Re: schema.org as it could be

[I've snipped out the parts of my original message that are not relevant to 
the reply.]

On 01/06/2014 01:08 PM, Gregg Kellogg wrote:
> On Jan 6, 2014, at 12:33 PM, Peter F. Patel-Schneider <pfpschneider@gmail.com> wrote:
>
>> schema.org As It Should Be
>>
>>
>> This is a pre-formal account of schema.org and schema.org content as I think
>> it should be.
[...]
>>    
>>
>> The types with strict generalization ancestor http://schema.org/Literal are
>> datatypes.  All the data values with the datatype as a direct type are
>> described in the datatypes defining document *(fragment)*. The datatypes
>> are http://schema.org/Boolean, http://schema.org/FloatingPointNumber,
>> http://schema.org/Integer, http://schema.org/Text, http://schema.org/URL,
>> http://schema.org/Date, http://schema.org/DateTime, and
>> http://schema.org/Time.
> Note that http://schema.org/Duration is really an exception here. Nominally, it is roughly equivalent to xsd:Duration, although in examples, the leading "P" is omitted. Also, it is a subclass of http://schema.org/Quantity < http://schema.org/Intangible < http://schema.org/Thing, not http://schema.org/Literal. Really, I think this is a mis-categorization, and http://schema.org/Duration should be a subclass of http://schema.org/Literal.
.
Hmm.  I don't see any indication in schema.org that .../Duration is a 
datatype.  If it is supposed to be then there should be some fixup done on 
schema.org for it and probably the other quantities as well.
>
> Also, I don't find http://schema.org/FloatingPointNumber, but rather http://schema.org/Float.

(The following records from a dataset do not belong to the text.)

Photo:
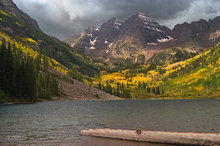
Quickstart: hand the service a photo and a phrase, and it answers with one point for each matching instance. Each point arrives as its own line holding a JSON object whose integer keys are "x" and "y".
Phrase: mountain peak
{"x": 10, "y": 7}
{"x": 143, "y": 17}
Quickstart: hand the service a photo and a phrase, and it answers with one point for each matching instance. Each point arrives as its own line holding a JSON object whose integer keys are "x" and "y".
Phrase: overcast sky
{"x": 64, "y": 18}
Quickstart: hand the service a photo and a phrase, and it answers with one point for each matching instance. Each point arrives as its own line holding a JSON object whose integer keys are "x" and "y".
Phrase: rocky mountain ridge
{"x": 138, "y": 38}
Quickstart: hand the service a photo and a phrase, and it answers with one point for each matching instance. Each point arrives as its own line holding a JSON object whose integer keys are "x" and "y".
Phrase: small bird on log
{"x": 139, "y": 131}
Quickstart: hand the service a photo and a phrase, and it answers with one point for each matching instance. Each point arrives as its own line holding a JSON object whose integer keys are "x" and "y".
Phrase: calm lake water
{"x": 60, "y": 122}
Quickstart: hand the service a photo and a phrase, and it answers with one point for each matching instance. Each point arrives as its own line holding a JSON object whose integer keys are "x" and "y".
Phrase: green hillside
{"x": 195, "y": 77}
{"x": 24, "y": 32}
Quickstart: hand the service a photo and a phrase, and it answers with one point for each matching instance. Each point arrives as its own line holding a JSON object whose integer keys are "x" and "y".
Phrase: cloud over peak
{"x": 68, "y": 17}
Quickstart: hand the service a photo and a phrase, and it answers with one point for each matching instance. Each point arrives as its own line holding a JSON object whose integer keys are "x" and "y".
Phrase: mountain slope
{"x": 196, "y": 77}
{"x": 22, "y": 28}
{"x": 198, "y": 33}
{"x": 122, "y": 44}
{"x": 62, "y": 62}
{"x": 132, "y": 41}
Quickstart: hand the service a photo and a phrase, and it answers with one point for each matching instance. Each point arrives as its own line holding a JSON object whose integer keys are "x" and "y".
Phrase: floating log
{"x": 182, "y": 138}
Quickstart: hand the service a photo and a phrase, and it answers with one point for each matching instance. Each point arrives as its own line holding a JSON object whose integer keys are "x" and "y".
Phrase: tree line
{"x": 23, "y": 77}
{"x": 124, "y": 90}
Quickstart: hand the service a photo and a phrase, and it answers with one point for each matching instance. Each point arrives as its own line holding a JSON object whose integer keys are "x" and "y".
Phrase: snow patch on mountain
{"x": 164, "y": 40}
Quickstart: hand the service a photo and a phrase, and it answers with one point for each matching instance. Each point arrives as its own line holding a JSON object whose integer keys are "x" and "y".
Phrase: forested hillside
{"x": 24, "y": 77}
{"x": 195, "y": 77}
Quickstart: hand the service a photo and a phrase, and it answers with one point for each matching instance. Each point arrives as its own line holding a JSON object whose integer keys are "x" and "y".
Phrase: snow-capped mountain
{"x": 138, "y": 37}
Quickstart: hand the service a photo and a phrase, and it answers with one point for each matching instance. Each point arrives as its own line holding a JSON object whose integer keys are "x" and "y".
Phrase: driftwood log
{"x": 182, "y": 138}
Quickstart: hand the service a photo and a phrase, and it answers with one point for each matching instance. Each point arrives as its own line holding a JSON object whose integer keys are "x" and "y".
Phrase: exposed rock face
{"x": 10, "y": 7}
{"x": 142, "y": 31}
{"x": 140, "y": 37}
{"x": 199, "y": 33}
{"x": 133, "y": 41}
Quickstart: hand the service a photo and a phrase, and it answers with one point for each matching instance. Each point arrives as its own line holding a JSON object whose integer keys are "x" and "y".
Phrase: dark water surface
{"x": 60, "y": 122}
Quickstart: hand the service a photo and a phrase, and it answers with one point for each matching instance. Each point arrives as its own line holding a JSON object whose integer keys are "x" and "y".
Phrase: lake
{"x": 60, "y": 122}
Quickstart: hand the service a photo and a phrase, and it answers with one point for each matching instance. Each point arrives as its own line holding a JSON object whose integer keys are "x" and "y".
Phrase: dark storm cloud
{"x": 64, "y": 18}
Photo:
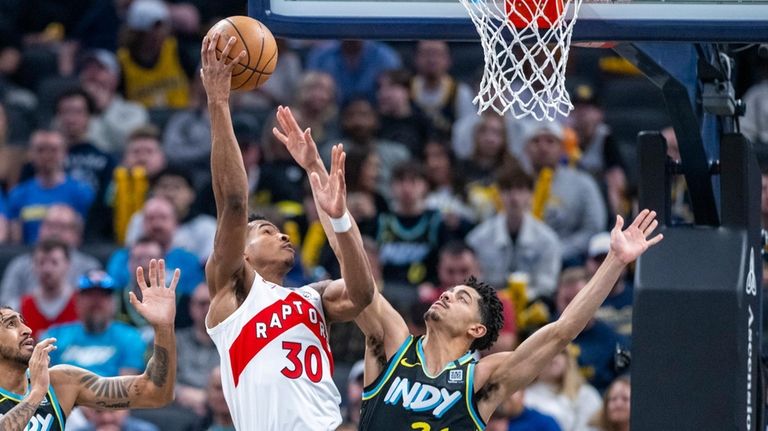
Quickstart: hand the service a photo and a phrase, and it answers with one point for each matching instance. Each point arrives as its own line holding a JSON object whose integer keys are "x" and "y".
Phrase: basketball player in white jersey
{"x": 273, "y": 341}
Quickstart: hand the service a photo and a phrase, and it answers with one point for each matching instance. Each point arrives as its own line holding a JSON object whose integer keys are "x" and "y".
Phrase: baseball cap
{"x": 538, "y": 128}
{"x": 599, "y": 244}
{"x": 96, "y": 279}
{"x": 144, "y": 14}
{"x": 105, "y": 58}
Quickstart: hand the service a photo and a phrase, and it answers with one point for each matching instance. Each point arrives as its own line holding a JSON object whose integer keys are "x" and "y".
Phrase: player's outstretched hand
{"x": 38, "y": 366}
{"x": 216, "y": 74}
{"x": 298, "y": 142}
{"x": 158, "y": 303}
{"x": 332, "y": 197}
{"x": 630, "y": 243}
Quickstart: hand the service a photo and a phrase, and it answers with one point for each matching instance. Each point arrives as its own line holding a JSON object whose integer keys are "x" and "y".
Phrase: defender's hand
{"x": 158, "y": 304}
{"x": 299, "y": 143}
{"x": 332, "y": 197}
{"x": 629, "y": 244}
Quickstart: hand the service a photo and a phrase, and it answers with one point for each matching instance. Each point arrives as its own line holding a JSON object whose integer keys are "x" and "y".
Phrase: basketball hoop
{"x": 526, "y": 46}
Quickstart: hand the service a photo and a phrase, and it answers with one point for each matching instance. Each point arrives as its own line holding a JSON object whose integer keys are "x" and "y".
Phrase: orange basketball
{"x": 260, "y": 50}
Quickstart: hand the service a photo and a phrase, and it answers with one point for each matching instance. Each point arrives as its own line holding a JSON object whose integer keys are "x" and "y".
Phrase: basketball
{"x": 260, "y": 50}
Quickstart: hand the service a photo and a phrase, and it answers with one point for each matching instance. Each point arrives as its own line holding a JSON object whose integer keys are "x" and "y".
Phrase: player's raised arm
{"x": 343, "y": 299}
{"x": 500, "y": 374}
{"x": 303, "y": 149}
{"x": 153, "y": 388}
{"x": 230, "y": 182}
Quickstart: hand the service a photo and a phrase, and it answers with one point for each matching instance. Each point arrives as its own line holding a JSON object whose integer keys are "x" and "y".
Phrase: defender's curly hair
{"x": 491, "y": 313}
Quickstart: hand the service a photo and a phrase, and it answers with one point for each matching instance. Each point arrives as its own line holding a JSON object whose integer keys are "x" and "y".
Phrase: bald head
{"x": 62, "y": 222}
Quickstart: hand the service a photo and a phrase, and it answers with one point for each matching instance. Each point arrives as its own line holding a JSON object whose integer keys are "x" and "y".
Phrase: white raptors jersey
{"x": 276, "y": 364}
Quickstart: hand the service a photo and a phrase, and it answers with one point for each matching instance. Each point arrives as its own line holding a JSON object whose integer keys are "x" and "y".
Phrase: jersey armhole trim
{"x": 386, "y": 375}
{"x": 56, "y": 406}
{"x": 471, "y": 407}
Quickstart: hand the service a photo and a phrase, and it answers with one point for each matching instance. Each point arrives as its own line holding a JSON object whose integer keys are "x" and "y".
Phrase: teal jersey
{"x": 47, "y": 417}
{"x": 406, "y": 397}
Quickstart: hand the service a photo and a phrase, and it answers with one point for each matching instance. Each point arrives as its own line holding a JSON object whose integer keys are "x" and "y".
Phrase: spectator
{"x": 61, "y": 223}
{"x": 218, "y": 417}
{"x": 514, "y": 241}
{"x": 316, "y": 104}
{"x": 409, "y": 236}
{"x": 616, "y": 310}
{"x": 188, "y": 135}
{"x": 96, "y": 341}
{"x": 12, "y": 156}
{"x": 53, "y": 299}
{"x": 364, "y": 201}
{"x": 448, "y": 193}
{"x": 143, "y": 149}
{"x": 360, "y": 126}
{"x": 196, "y": 231}
{"x": 401, "y": 120}
{"x": 754, "y": 124}
{"x": 355, "y": 65}
{"x": 616, "y": 406}
{"x": 572, "y": 205}
{"x": 196, "y": 353}
{"x": 160, "y": 224}
{"x": 523, "y": 418}
{"x": 28, "y": 201}
{"x": 85, "y": 162}
{"x": 3, "y": 218}
{"x": 561, "y": 392}
{"x": 597, "y": 343}
{"x": 155, "y": 71}
{"x": 435, "y": 91}
{"x": 115, "y": 118}
{"x": 111, "y": 420}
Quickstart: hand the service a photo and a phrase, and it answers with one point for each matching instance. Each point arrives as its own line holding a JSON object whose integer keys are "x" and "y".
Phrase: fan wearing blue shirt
{"x": 97, "y": 342}
{"x": 29, "y": 200}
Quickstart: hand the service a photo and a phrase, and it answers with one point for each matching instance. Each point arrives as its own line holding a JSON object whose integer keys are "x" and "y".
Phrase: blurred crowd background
{"x": 104, "y": 165}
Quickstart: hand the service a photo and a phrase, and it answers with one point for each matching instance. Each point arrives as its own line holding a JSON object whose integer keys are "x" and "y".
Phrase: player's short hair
{"x": 491, "y": 313}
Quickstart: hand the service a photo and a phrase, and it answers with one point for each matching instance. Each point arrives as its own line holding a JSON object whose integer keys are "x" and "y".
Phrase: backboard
{"x": 635, "y": 20}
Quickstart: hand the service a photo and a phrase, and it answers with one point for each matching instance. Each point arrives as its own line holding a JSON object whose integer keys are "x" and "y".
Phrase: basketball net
{"x": 526, "y": 46}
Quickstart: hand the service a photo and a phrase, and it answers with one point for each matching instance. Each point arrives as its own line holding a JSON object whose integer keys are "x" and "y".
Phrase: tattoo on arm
{"x": 157, "y": 369}
{"x": 18, "y": 417}
{"x": 106, "y": 389}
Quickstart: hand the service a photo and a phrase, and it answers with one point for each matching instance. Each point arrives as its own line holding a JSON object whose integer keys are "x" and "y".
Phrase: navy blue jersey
{"x": 406, "y": 397}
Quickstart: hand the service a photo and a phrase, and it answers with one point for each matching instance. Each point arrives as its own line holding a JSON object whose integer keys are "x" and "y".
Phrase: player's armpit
{"x": 499, "y": 375}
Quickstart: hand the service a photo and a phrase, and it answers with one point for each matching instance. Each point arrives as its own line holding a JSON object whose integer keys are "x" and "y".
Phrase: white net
{"x": 526, "y": 46}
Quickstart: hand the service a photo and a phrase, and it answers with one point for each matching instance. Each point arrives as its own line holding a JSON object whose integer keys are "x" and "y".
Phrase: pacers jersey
{"x": 47, "y": 417}
{"x": 276, "y": 364}
{"x": 406, "y": 397}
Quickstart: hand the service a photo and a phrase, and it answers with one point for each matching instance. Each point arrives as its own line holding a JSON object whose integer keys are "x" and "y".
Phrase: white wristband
{"x": 341, "y": 224}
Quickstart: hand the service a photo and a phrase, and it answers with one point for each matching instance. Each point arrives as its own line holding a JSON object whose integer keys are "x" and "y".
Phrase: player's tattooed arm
{"x": 18, "y": 417}
{"x": 153, "y": 388}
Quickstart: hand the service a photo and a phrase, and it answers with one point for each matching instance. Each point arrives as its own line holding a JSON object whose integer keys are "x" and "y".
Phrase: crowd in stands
{"x": 104, "y": 165}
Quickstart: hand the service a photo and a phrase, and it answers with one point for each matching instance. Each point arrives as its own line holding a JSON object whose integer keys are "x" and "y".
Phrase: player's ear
{"x": 477, "y": 330}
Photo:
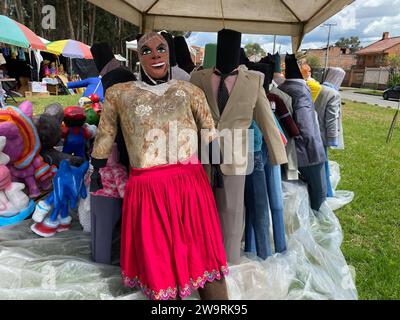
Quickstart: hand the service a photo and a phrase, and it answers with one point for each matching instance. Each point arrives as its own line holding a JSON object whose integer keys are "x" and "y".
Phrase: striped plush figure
{"x": 23, "y": 147}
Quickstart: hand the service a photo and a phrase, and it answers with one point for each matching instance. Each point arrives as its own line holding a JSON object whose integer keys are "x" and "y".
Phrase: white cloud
{"x": 384, "y": 24}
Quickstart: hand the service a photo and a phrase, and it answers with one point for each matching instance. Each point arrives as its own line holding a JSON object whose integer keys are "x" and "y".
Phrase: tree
{"x": 186, "y": 34}
{"x": 314, "y": 62}
{"x": 352, "y": 43}
{"x": 253, "y": 49}
{"x": 393, "y": 64}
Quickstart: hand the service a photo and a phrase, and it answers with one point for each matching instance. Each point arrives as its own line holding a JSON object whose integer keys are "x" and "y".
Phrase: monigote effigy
{"x": 170, "y": 209}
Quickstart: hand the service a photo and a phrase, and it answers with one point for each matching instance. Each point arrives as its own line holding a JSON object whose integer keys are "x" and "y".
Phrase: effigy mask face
{"x": 154, "y": 58}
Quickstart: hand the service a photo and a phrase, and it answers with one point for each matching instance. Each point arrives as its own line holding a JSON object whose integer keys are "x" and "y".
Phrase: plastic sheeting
{"x": 313, "y": 267}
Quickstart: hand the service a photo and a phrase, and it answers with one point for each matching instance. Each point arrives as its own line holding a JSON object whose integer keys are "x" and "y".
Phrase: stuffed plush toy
{"x": 69, "y": 187}
{"x": 93, "y": 86}
{"x": 75, "y": 134}
{"x": 49, "y": 130}
{"x": 23, "y": 147}
{"x": 15, "y": 205}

Yeah, I forgot that I changed the name to be something useful. Using .../Float 
is a bad idea.  (Of course, there are many other bad names under schema.org, 
this is just the one that ends up in my account.
>
> In my linter, I mostly equate the schema literals with their XSD equivalents, which I think is the intention. In practice, I've never seen any markup which creates a schema:Text datatype for a plain literal. It would certainly be useful if there was the equivalent of owl:sameAs relating the schema.org datatypes to their XSD equivalents, where they exist.
It might be useful to have some indication in schema.org of just what the 
datatypes are.  I didn't delve too deeply into data values, but I agree that 
using the XSD types is a good idea.
>> [...]
>>
>> Bare text can be used as if it was the value for any property.  If the
>> property does not have http://schema.org/Text or http://schema.org/Literal
>> as one of its ranges, but does have one or more datatypes as a range that
>> have a data value that can be written as the bare text then the actual value
>> for the property is one of these data values.  If the property does not have
>> http://schema.org/Text or http://schema.org/Literal as one of its ranges,
>> and does not have any suitable datatypes as a range, but does have one or
>> more non-datatypes as a range, then the actual value for the property is
>> some item that has a type that is one of these ranges and this item has the
>> text as a value of its http://schema.org/description property.  Otherwise
>> the actual value for the property is the bare text itself.
> I think this is an error; there are other cases where a property has schema:rangeIncludes of both object and literal types (see http://schema.org/citation having both CreativeWork and Text in the range). I think that, to be valid, if schema:Text is allowed in the range, it should be in rangeIncludes.
(What is the error that you are claiming here - that I've made some mistake in 
interpreting the conformance section in http://schema.org/docs/datamodel.html 
as requiring something like this or that there is something incoherent in the 
above account or that there is some overreach in the above account or that the 
whole thing is a bad idea?)
>
> That said, I don't believe any formal semantics for domainIncludes/rangeIncludes have ever been defined. I take it to be largely equivalent to the range being an anonymous subclass whiich is the union of the specified types and does not formally permit anything not explicitly stated. If it is intended to permit Text values where only an object datatype is specified, then this should be called out, and the vocabulary made consistent.
>
>  From a processing perspective, I agree that if the value is a literal then the actual value is a literal, or object as the case may be, but that this represents a range violation, IMO.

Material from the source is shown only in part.